Like tendons, ligaments have energy storage capabilities to help enable rapid, efficient force transfer and recoil to return energy to the system to promote movement [31]. Thus, considering energy storage is important when evaluating graft options, as differences in energy storage may play a role in altered knee mechanics. We observed that the HT graft has the highest plastic energy storage, meaning there is a buildup of energy within the graft during motion. While this is important to resisting rupture, high energy storage after plastic deformation could lead to altered knee mechanics. Graft elongation plus the buildup of energy during movement may lead to decreased recoil times, which could be one explanation as to why non-ruptured grafts show instability.

Previously, literature has largely examined the failure properties of common ACL grafts, mostly showing that the HT is mechanically the strongest with the highest failure load, and the PT is the stiffest of the grafts [22, 32,33,34]. Although reported mechanical values between studies vary significantly, this may be attributed to testing setup, graft preparation, or specimen age. Nonetheless, our studies agree with the trends noted above. It should be mentioned that the mechanical properties are on the lower end of reported data. Yet, no studies have evaluated the plastic properties of ACL grafts, which may provide insight into graft failure and knee instability before rupture, along with the energy storage capabilities. However, more work is needed to assess the effects of plastic deformation and energy storage of the ACL in-vivo to fully understand if these grafts may fully mimic the native mechanical properties of the ACL. Furthermore, there has been an increased interest in biomimetic ACL graft options [35,36,37,38]. Providing a complete understanding of common graft options’ elastic, plastic, and energy storage capabilities may provide insight into mimicking the mechanical properties of these tissues when developing engineered tissue for ACL-R.

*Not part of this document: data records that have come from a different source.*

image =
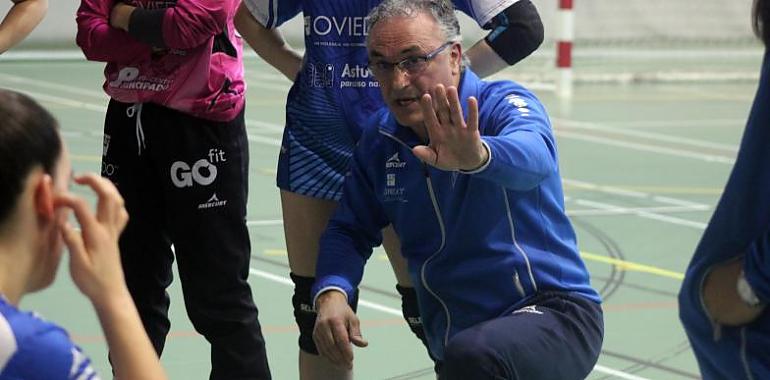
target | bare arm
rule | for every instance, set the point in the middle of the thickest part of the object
(24, 16)
(268, 44)
(96, 270)
(721, 297)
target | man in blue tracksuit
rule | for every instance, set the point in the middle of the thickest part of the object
(474, 193)
(727, 285)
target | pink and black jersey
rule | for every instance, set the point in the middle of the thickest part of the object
(181, 54)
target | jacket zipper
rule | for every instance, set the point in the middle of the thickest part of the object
(440, 248)
(441, 226)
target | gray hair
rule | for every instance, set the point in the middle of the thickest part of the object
(441, 10)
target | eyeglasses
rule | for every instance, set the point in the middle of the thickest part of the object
(409, 65)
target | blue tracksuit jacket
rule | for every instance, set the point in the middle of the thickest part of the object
(739, 227)
(478, 245)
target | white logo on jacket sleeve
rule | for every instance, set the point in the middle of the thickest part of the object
(394, 162)
(519, 103)
(202, 172)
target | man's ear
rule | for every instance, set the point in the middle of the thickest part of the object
(43, 195)
(456, 56)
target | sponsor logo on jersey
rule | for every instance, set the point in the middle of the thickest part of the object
(394, 162)
(203, 172)
(212, 202)
(519, 103)
(129, 78)
(351, 26)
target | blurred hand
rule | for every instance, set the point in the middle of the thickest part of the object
(720, 296)
(336, 327)
(94, 254)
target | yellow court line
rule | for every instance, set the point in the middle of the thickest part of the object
(632, 267)
(620, 264)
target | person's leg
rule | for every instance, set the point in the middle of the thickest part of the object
(555, 338)
(144, 246)
(723, 352)
(207, 193)
(410, 309)
(304, 220)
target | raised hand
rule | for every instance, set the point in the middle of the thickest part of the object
(95, 258)
(454, 144)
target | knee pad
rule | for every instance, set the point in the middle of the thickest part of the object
(304, 311)
(411, 311)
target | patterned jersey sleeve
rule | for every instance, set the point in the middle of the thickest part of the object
(272, 13)
(483, 10)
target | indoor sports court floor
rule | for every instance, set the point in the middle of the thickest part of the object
(643, 166)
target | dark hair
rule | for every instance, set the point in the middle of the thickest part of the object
(28, 138)
(761, 19)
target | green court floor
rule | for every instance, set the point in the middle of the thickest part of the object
(643, 166)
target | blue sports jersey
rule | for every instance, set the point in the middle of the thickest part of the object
(478, 245)
(31, 348)
(335, 93)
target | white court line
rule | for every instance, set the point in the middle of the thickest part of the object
(576, 136)
(737, 123)
(649, 135)
(634, 210)
(397, 312)
(620, 374)
(263, 223)
(648, 148)
(632, 194)
(103, 109)
(643, 214)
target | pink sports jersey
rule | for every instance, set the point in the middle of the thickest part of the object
(199, 71)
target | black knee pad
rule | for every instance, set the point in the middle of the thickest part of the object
(304, 312)
(411, 311)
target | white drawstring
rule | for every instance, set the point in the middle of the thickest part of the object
(136, 109)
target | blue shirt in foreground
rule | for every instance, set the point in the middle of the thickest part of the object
(33, 349)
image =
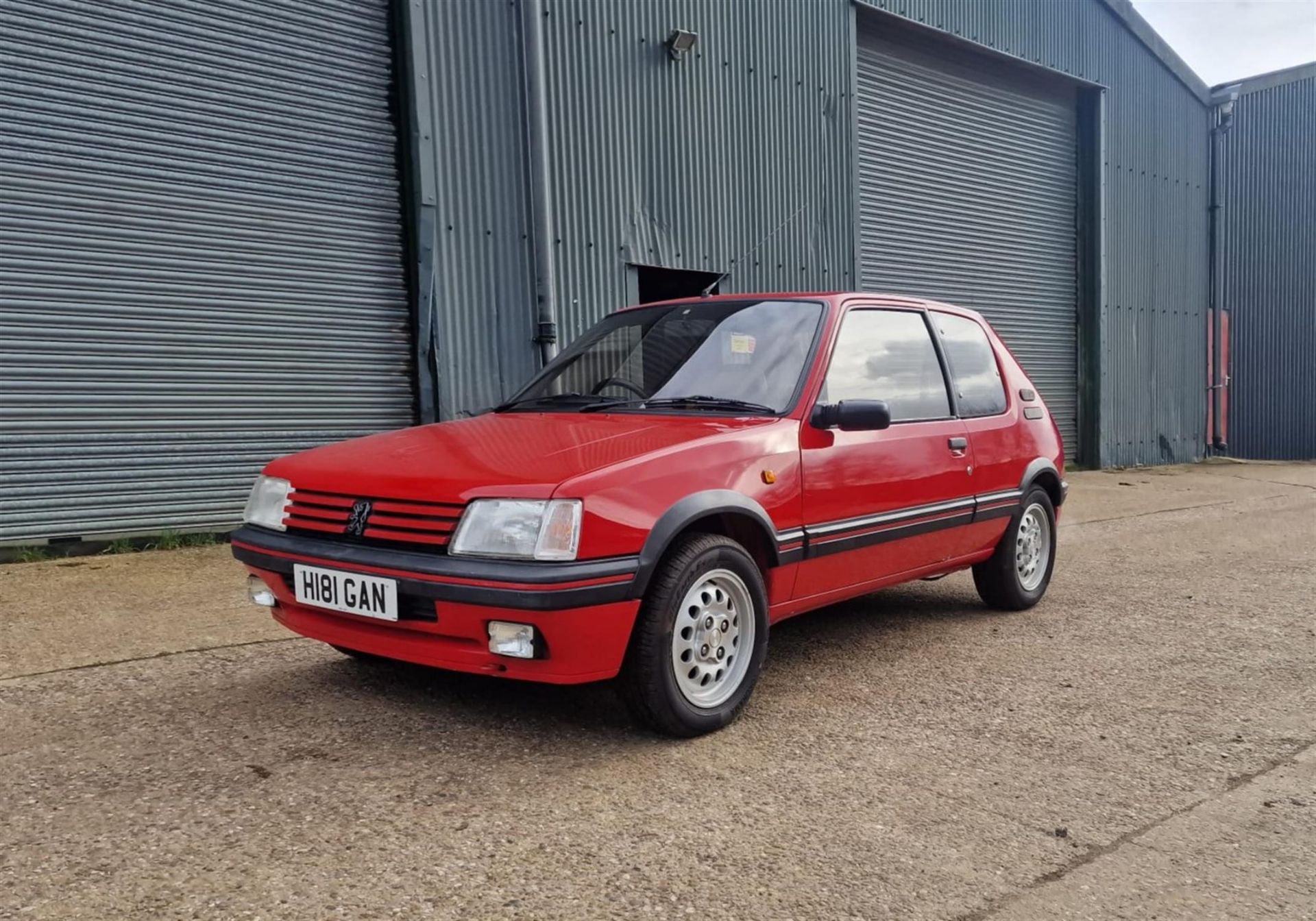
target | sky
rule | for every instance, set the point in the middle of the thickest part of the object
(1226, 40)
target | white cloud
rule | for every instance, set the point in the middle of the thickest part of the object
(1227, 40)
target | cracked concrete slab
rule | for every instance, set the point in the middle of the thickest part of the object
(907, 756)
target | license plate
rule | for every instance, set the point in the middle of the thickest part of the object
(349, 592)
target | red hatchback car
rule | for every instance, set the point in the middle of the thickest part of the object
(679, 479)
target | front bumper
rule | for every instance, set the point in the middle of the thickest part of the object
(582, 611)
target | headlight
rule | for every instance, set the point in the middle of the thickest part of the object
(519, 529)
(267, 503)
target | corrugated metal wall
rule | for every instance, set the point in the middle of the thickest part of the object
(1153, 312)
(968, 191)
(1270, 269)
(199, 254)
(689, 164)
(683, 164)
(483, 251)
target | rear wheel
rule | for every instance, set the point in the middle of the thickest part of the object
(1018, 574)
(700, 639)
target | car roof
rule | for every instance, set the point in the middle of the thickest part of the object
(832, 296)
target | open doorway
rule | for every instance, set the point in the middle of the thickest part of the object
(657, 283)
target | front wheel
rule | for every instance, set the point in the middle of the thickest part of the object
(1018, 574)
(700, 639)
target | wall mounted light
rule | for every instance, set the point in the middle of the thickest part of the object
(679, 42)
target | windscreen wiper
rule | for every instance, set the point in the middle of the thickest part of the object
(709, 402)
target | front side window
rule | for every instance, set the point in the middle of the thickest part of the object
(888, 356)
(656, 357)
(973, 366)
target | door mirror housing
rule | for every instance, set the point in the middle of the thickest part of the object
(852, 415)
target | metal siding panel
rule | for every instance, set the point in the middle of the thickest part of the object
(1270, 271)
(483, 265)
(689, 164)
(968, 194)
(200, 250)
(1154, 311)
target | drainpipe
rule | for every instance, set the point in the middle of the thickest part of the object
(541, 201)
(1223, 116)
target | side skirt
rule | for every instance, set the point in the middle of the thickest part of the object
(822, 599)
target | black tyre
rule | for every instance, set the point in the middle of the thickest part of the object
(699, 641)
(1018, 574)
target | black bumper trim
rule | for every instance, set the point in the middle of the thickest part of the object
(339, 556)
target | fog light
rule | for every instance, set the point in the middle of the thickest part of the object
(515, 640)
(260, 592)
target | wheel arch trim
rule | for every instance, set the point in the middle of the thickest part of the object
(702, 506)
(1044, 467)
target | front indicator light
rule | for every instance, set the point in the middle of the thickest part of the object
(260, 592)
(515, 640)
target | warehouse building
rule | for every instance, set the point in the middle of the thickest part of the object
(230, 230)
(1267, 253)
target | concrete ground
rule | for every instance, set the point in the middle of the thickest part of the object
(1137, 746)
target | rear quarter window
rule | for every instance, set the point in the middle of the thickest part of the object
(974, 371)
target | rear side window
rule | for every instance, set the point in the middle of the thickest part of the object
(888, 356)
(973, 366)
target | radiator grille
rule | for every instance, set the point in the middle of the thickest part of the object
(390, 521)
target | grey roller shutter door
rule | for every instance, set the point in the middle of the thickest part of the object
(968, 186)
(200, 253)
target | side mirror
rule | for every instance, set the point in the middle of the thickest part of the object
(852, 416)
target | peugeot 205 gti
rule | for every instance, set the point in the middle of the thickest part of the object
(678, 480)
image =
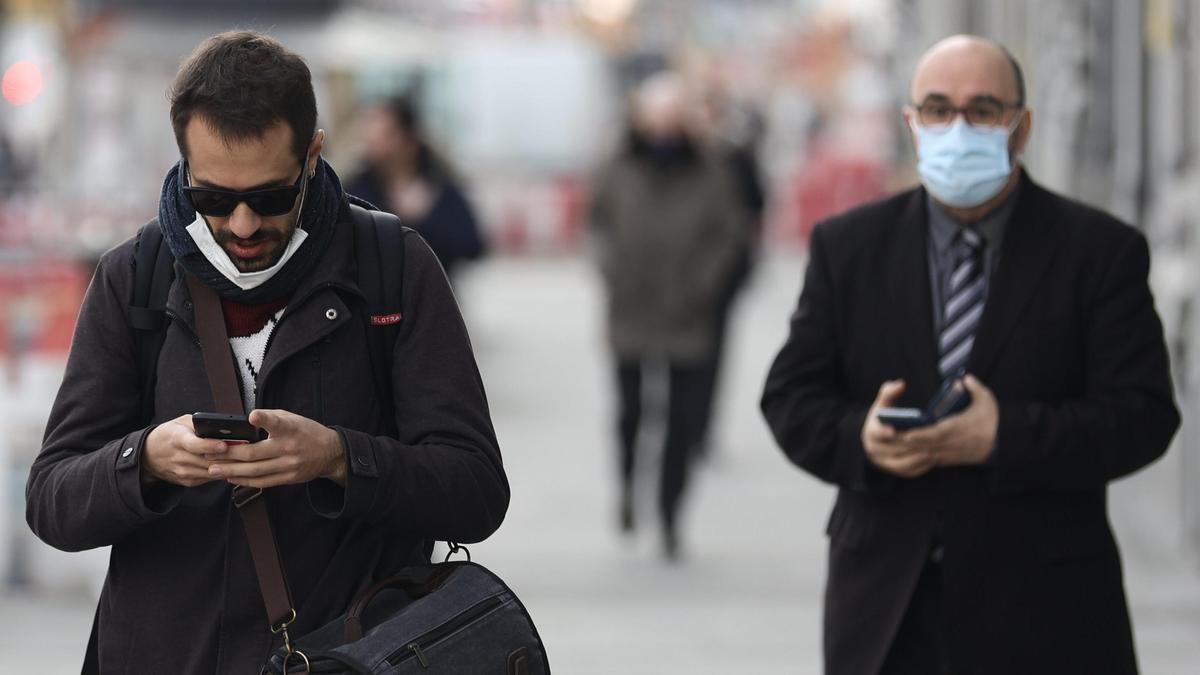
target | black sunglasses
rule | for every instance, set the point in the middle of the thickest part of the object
(264, 202)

The hypothesis regarding plastic deformity of grafts posits that the extension of the neo-ACL beyond its yield forces may be a contributing factor to the manifestation of knee instability in patients who have undergone ACL-R, specifically within the HT graft, as it elongates roughly 4 mm after yield, which may be clinically significant. Although we have shown that QT and PT have the potential to exhibit plastic elongation when subjected to external forces during routine activities, the elongation may not be enough to be clinically significant.

Limitations

A primary limitation of this study is the age of the cadaveric specimens used to examine the biomechanical properties of graft type, as degeneration is typically seen with age, reducing the strength of the soft tissue [39]. However, our findings are within the reported range of mechanical properties of ACL grafts, according to a recent systematic review [22]. While they may be on the lower end of previously reported mechanical results, we see similar trends, where the PT is the stiffest graft option, and HT has the highest load to failure, consistent with other previous studies [32,33,34].

Conclusion

Our study findings align with prior research, indicating that all grafts’ failure load and stiffness are above the requirements for everyday activities. However, the yield load is of concern, which falls below the required threshold for high intensity daily activities. Thus, repetitive loading above this threshold over time may result in permanent (plastic) graft elongation. Irrecoverable elongation of the graft could result in eventual instability and decreased functionality for the neo-ACL dispute, with no tear present. Additional investigation is required to assess the impact of plastic deformation on the functional performance of a neo-ACL in-vivo.